Mr Palmer had earlier anticipated the government would accept PUP's support and retain the measures.
He said last night PUP would support the mining tax repeal, but only if the spending was maintained.
Mr Palmer said the two elements needed separation.
Earlier he had listed as his party's achievements on the eve of parliament's winter recess as $13.02 billion in cuts removed from the federal budget because his party's intervention returned $3781 to the pockets of average families.
He said despite predictions to the contrary PUP senators and Australian Motoring Enthusiast Party's Ricky Muir had held strong to deliver real outcomes.
An ebullient Mr Palmer goes into his first parliamentary winter break confident the rise of his Palmer United Party has made a real difference to the Australian political landscape.
Invigorated by two weeks of intense negotiation and debate and despite media attacks on his character and behaviour, he yesterday listed saving the renewable energy target, saving the clean energy agency, saving the Australian Renewable Energy Agency and the Climate Change Authority as his green credentials.
During the three-week break, with the support of a staff of 20 he has employed from his own pocket because the government will not fund even a meeting room for PUP senators, Mr Palmer will also draft a 300-page amendment to the Climate Change Amendment Act to ensure an emission trading scheme will remain part of the nation's climate change response infrastructure.
"We're helping make democracy work," Mr Palmer said.
Mr Palmer said yesterday without an ETS exporters would be slugged anyway by receiving countries.
Apart from being environmentally responsible, the ETS would protect Australia's trading position.
"There'll be no time for taxpayer-funded holidays," Mr Palmer said in reference to former LNP Fisher MP Peter Slipper who spent tens of thousands of dollars of public funds on air travel and taxis during winter breaks.
Mr Palmer said PUP had strengthened a "wishy-washy" carbon tax repeal legislation introduced by the Federal Government which had provided no guarantee savings would be passed on from energy companies to their customers.
Mr Palmer said the big story of an intense period in Australian politics was that PUP senators and the alliance they had with Senator Muir had held strong, voting as a bloc and providing a solid demonstration of what they could achieve.
And he defended the deal PUP struck with the Coalition on Future of Financial Advice amendments despite criticism they favoured big banks and allowed planners to provide bad advice.
Mr Palmer said the 14-day cooling-off period, the requirement for advisers to act in the best interests of their clients and to confirm in writing that they had acted in that way, as well as declaring the money they would receive immediately and in the future from the arrangement all acted in the interests of mum and dads investors.
A register of financial advisers would provide their status and record any complaints raised about their behaviour.
"We covered in a practical sense the Labor and Greens' provisions," he said.
The party had stayed out of this weekend's Stafford by-election, preferring, Mr Palmer said, to develop a serious program for Queensland.
"The Sunshine Coast looks good for us," he said. "But we need to show we are relevant and I think we've demonstrated that in the past two weeks."
Mr Palmer said he had stated he would be elected to parliament and he had been, that PUP would control the balance of power and it does.
"And I said we would get Campbell Newman and we will, and we will repeal every piece of legislation he has enacted," he said.
"I expect personal attacks.
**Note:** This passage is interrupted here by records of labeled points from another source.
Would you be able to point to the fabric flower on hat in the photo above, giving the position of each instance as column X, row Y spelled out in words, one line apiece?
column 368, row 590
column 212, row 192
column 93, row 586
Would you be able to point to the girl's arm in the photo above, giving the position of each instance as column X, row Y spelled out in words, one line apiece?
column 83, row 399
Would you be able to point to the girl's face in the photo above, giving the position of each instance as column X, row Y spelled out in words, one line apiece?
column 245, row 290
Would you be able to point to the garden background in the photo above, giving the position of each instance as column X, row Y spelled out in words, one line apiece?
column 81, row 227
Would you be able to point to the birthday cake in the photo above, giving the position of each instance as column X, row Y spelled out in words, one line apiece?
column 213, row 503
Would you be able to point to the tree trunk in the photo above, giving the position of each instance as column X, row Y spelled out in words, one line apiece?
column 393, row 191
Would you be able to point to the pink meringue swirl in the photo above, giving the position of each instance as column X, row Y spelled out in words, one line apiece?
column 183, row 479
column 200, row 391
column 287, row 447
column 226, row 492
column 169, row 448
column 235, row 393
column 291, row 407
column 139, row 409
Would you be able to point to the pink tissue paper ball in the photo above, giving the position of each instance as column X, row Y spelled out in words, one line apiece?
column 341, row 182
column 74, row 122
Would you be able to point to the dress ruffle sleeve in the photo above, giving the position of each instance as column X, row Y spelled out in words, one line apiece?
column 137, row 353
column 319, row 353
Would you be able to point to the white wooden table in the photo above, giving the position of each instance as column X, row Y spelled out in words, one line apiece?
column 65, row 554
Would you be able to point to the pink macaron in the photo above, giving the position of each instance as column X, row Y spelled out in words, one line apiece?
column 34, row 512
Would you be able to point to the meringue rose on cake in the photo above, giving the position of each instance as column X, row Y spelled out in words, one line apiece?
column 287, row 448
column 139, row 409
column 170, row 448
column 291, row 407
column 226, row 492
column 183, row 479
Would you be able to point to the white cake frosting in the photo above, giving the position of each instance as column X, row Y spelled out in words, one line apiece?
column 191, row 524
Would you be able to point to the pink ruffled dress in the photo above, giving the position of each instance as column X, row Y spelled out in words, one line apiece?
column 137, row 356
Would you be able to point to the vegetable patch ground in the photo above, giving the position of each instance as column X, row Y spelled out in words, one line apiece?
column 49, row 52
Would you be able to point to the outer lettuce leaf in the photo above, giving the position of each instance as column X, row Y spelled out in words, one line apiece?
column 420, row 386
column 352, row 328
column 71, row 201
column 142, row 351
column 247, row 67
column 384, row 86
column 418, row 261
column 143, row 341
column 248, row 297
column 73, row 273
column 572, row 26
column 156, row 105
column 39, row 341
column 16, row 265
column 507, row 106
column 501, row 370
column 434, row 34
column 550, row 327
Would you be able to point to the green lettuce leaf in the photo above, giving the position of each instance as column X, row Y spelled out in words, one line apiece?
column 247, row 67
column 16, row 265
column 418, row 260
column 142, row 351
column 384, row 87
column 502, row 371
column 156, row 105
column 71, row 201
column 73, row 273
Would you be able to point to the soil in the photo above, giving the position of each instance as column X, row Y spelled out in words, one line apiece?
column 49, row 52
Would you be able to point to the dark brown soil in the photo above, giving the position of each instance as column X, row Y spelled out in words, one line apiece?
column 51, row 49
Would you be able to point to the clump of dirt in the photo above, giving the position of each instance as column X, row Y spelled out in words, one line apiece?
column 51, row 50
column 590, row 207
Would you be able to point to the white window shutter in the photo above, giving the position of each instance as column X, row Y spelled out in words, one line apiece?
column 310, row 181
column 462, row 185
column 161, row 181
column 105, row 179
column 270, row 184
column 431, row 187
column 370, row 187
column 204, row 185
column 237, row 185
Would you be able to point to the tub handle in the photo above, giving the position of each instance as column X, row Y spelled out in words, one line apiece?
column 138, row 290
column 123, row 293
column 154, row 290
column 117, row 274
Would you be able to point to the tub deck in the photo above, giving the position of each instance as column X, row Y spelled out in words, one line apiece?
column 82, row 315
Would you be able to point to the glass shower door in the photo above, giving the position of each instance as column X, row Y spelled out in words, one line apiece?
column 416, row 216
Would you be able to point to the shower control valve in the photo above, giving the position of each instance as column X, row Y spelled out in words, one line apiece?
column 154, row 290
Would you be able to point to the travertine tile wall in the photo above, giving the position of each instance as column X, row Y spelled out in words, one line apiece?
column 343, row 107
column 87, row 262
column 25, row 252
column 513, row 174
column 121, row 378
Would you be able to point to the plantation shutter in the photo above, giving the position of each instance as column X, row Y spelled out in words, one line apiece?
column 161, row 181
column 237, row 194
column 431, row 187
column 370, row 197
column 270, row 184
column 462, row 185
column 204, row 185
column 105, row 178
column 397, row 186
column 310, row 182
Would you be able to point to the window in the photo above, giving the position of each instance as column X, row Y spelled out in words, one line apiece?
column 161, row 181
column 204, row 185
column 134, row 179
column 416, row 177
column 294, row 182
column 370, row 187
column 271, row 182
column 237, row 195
What they should try to do is attack what I'm saying. But they'll call me a fat bastard and that I'm in it for me."
Mr Palmer said media claims he was a misogynist ignored his maiden speech which called for more women in Parliament and more in Cabinet and the fact that almost his entire legal team was made up of women.
The thing he worries about at night, he says, are the 153 Sri Lankan refugees now being held, presumably at sea, by Australian border protection officers.